Wednesday 20 April 2022

The Matter of the Fine Pheasant.

I seem to have attracted a part-time pet: a cock pheasant possessed of the most unusual plumage I’ve ever seen – lots of silver grey and brindle with chestnut patches on his wings and patterns of black dots and squares which would make excellent curtains if you were into that sort of thing. And what particularly struck me when I first saw him a week or so ago was that he didn’t shy away and regard me suspiciously as the other pheasants do. He walked slowly towards me, seemingly with purpose, until he was a few feet away, and then turned and wandered off in a different direction.

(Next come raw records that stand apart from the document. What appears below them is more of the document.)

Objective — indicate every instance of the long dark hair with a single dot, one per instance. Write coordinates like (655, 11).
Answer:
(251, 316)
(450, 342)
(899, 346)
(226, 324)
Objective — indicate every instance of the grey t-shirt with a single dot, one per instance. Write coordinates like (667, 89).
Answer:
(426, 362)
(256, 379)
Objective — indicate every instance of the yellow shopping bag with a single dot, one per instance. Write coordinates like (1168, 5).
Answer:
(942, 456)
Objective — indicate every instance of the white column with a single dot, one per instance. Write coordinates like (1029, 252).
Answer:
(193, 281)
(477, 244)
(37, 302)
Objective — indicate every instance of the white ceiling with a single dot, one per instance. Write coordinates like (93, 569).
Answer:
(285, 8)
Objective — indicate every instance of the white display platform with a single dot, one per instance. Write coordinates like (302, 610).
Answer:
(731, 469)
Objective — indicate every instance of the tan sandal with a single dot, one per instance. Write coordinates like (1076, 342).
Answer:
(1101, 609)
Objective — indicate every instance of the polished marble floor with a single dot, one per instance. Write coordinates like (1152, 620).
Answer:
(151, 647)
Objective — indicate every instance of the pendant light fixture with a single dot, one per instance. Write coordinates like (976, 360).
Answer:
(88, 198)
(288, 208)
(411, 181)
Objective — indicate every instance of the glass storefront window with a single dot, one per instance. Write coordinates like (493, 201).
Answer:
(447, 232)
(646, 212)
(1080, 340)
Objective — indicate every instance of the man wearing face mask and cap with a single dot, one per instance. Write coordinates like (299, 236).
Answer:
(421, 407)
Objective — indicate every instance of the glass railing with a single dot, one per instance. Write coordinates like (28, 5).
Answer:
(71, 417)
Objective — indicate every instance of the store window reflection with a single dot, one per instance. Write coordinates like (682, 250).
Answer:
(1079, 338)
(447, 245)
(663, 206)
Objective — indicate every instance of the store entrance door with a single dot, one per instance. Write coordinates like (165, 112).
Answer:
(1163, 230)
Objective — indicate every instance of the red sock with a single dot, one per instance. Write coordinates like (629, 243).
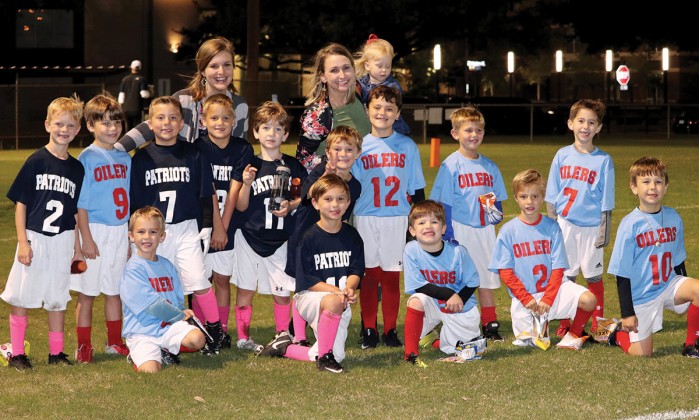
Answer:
(84, 334)
(390, 299)
(579, 322)
(412, 330)
(114, 332)
(692, 324)
(369, 297)
(18, 330)
(488, 315)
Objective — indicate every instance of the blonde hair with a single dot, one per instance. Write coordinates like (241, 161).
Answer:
(72, 105)
(205, 54)
(149, 213)
(374, 48)
(465, 115)
(319, 92)
(648, 165)
(528, 177)
(344, 133)
(103, 107)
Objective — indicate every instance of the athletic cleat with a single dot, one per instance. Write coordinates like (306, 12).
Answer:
(370, 338)
(249, 344)
(571, 341)
(691, 350)
(429, 338)
(490, 331)
(20, 362)
(83, 354)
(328, 363)
(119, 348)
(226, 342)
(413, 359)
(169, 358)
(278, 346)
(390, 339)
(59, 359)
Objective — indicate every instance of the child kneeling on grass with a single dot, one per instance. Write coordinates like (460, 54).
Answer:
(155, 324)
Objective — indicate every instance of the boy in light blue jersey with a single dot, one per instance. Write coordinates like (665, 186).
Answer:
(648, 262)
(390, 172)
(155, 324)
(580, 195)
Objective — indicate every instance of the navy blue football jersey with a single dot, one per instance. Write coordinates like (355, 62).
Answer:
(171, 178)
(264, 231)
(50, 188)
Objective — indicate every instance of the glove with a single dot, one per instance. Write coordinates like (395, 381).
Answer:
(487, 201)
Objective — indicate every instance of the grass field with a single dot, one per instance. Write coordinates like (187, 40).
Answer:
(509, 382)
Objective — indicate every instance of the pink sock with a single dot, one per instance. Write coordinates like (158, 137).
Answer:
(299, 323)
(327, 331)
(297, 352)
(197, 310)
(207, 301)
(55, 342)
(18, 329)
(223, 314)
(281, 316)
(243, 316)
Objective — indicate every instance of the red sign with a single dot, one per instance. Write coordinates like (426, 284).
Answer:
(623, 75)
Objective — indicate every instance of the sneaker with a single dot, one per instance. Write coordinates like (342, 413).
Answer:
(490, 331)
(277, 347)
(328, 363)
(83, 354)
(691, 350)
(226, 342)
(370, 339)
(390, 339)
(571, 341)
(20, 362)
(215, 330)
(413, 359)
(249, 344)
(119, 348)
(59, 359)
(169, 358)
(429, 338)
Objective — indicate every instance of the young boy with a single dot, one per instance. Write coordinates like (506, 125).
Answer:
(580, 194)
(174, 176)
(441, 278)
(103, 215)
(463, 182)
(261, 242)
(648, 262)
(228, 157)
(390, 173)
(45, 192)
(155, 324)
(343, 146)
(329, 266)
(530, 257)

I said something like ‘what a splendidly handsome bird you are’ and that was that.

He came into the garden again this evening, but this time approached me almost at a trot and came close enough to reach out and touch if I’d wanted to. (I didn’t for two reasons: 1. I was busy deadheading some daffodils at the time, and 2. I didn’t fancy adding bird flu to the already weighty bag of health issues I’m carrying around at the moment. I’ve become a bit of a wimp in the matter of health issues.) He was persistent, however, pushing his head out every time I snapped a seed off, and it soon dawned on me that he wanted me to give him food.

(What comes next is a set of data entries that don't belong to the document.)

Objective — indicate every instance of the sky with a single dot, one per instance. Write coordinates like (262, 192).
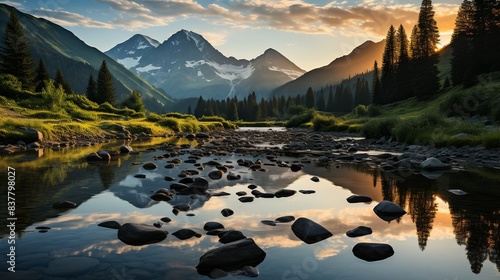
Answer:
(311, 33)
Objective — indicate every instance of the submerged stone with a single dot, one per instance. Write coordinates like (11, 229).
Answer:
(372, 251)
(309, 231)
(232, 256)
(139, 234)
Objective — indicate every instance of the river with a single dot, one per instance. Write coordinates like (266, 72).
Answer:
(442, 236)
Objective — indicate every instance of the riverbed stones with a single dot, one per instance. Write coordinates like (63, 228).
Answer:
(230, 236)
(284, 193)
(70, 266)
(434, 164)
(358, 198)
(371, 252)
(140, 234)
(149, 166)
(64, 204)
(388, 210)
(359, 231)
(216, 174)
(309, 231)
(110, 224)
(231, 256)
(184, 234)
(213, 226)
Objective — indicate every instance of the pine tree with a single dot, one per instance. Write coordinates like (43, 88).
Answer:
(403, 72)
(310, 98)
(428, 37)
(425, 81)
(15, 58)
(376, 86)
(61, 82)
(91, 91)
(134, 101)
(105, 87)
(41, 77)
(461, 42)
(388, 66)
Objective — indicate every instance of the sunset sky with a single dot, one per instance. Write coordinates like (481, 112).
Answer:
(311, 33)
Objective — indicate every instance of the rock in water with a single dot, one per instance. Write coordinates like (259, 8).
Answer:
(359, 231)
(372, 251)
(110, 224)
(457, 192)
(64, 204)
(309, 231)
(184, 234)
(232, 256)
(358, 198)
(139, 234)
(388, 211)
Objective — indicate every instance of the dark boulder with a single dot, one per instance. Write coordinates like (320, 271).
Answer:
(231, 257)
(358, 198)
(284, 193)
(359, 231)
(139, 234)
(388, 211)
(184, 234)
(213, 226)
(309, 231)
(110, 224)
(65, 204)
(231, 236)
(372, 251)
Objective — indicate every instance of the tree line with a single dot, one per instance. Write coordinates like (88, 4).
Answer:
(16, 60)
(340, 99)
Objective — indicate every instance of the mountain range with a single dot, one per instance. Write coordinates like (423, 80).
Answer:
(187, 65)
(61, 49)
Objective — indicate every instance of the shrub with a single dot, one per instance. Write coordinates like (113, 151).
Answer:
(379, 127)
(374, 110)
(301, 119)
(360, 111)
(323, 123)
(171, 123)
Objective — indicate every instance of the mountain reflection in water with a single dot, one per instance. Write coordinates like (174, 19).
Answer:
(443, 236)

And so I did. I went and fetched the pot of bird seed and put a handful down on the path, then left him gobbling greedily while I went about my business. When I returned to the scene all the food was gone and so was the pheasant.

The combination of highly unusual plumage and untypical tameness leads me to suspect that my new pet (I’ve decided to call him Oscar) is probably a cross between a wild pheasant and one of those ornamental varieties which I gather fine ladies in country mansions like to have wandering their capacious gardens. If that is the case, it would seem likely that he’s used to being hand fed. Maybe some fine lady somewhere realised that he was a mongrel, and maybe she has an aversion to mongrels because she’s been conditioned by her elevated class to recognise the pre-eminence of racial purity, and maybe she sent him on his way with orders never to darken her peony patch again. (Which is actually a veiled compliment to the dear lady because her husband would probably have shot him and given the body to the cook.)

The only difficulty with this theory is that I’m unaware of any fine ladies living in mansions in the immediate vicinity. The closest thing to a fine lady in these parts is the Lady B’s Dear Mama. She lives in a house about three times the size of mine, but it’s still some way short of a mansion. And besides, she works for a living (or did the last I heard) which proper fine ladies don’t. Their work, if such it can be called, usually amounts to writing a few letters and instructing the serving staff to prepare for the next dinner party.

And so the mystery is unresolved and will probably remain so unless the bird has learned to speak his name and address in case he gets lost. To paraphrase a favourite line from a favourite film: “Where do ’e come from? Where do ’e go?” (The Ghost Train 1941.) But I bet he’ll be back to capitalise on my sentimental nature by further depleting my stock of bird seed. If an explanation should ever come to light, I’ll be sure to post it here.